Thanks for the Arafat kissy face imagery. There goes the appetite!

Stephanie said...

LOL!! You should read some of her other descriptions of him...slf

Anonymous said...

Who's Maddie had to kiss as a lobbyist for Dubai Ports World, I wonder? See here

for that reference. There's no way for that comment of mine not to sound snippy, I guess. It's just that I think she was an awful, _awful_ Secretary of State. Commentary Magazine had a review of her book when it came out. ..Worth a read.

Stephanie said...

I couldn't follow the link, unfortunately and also can't get onto Commentary because I don't have a membership...Can you re-post the link w/a bit of why you thought she was terrible? Curious...slf

Anonymous said...

The TNR article also appears here

Albright's only mentioned briefly in it, but a Google News search on Albright and Dubai turns up _a lot._

But fair's fair: I think the Dubai Ports deal was a security risk and I'm glad it's fallen though, and I don't think Albright should be a lobbyist for a company from a regime like Dubai, but her doing so isn't what makes her stand out as especially bad: lots of ex-gov't officials lobby for unsavory businesses and governments. So she's not a moral exemplar, but I realize that this alone doesn't make the case.

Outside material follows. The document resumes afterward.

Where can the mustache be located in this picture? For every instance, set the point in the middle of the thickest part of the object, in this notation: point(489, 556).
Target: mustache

..Making it requires more time than I have right now (I hope that doesn't sound pompous; I'm just pressed) but I'll try to at least find that Commentary piece soon.

All I'll say is this: I don't think it's a cavalier judgment. I didn't esp. like the Clinton administration's foreign policy, and I grant that as with any administration, a good deal of the foreign policy is made by people other than the Secretary of State. There's the President, the National Security Advisor, etc. So I don't want to blame Albright for policies that weren't her own. But there were particular bad ideas that were her own initiatives, and particular things she agreed to when she ought to have objected, that I think justify the label "awful."

And I think she had an odd dynamic with Israel that had something to do with her identity. I can't prove this motivation, of course, but I suspect she bent over too backwards too far to show that her Jewish roots didn't lead her to partiality in Israel's favor. That would explain some actions, anyway.

I'm not a Netanyahu fan. I hope Likud loses big in the coming elections. But the scene from the negotiations where the Israeli delegation has its suitcases on the lawn is an odd scene for anyone associated with the Clinton administration to complain about, for at least two reasons: 1. we wouldn't have been a centimeter closer to peace even without that scene, and 2. given that we wouldn't have been a centimeter closer to peace even without that scene, the complaint about it is just a complaint on dignity/style grounds. But a complaint on dignity/style grounds from a _Clinton administration_ official??? Anyway, even if you don't think those folks are icky, the point is that that scene is no more than a footnote in diplomatic history, and Albright's not treating it as a footnote is, I think, representative of a more general problem she has with gauging what is and isn't important.

..It'll all have to remain at that level of generality for now, which is a little unfair to her (though she can take it; Dubai cash will cushion the blow.)

What I do regret is leaving _you_ hanging. ..But I'll be back to write more about it all when I can.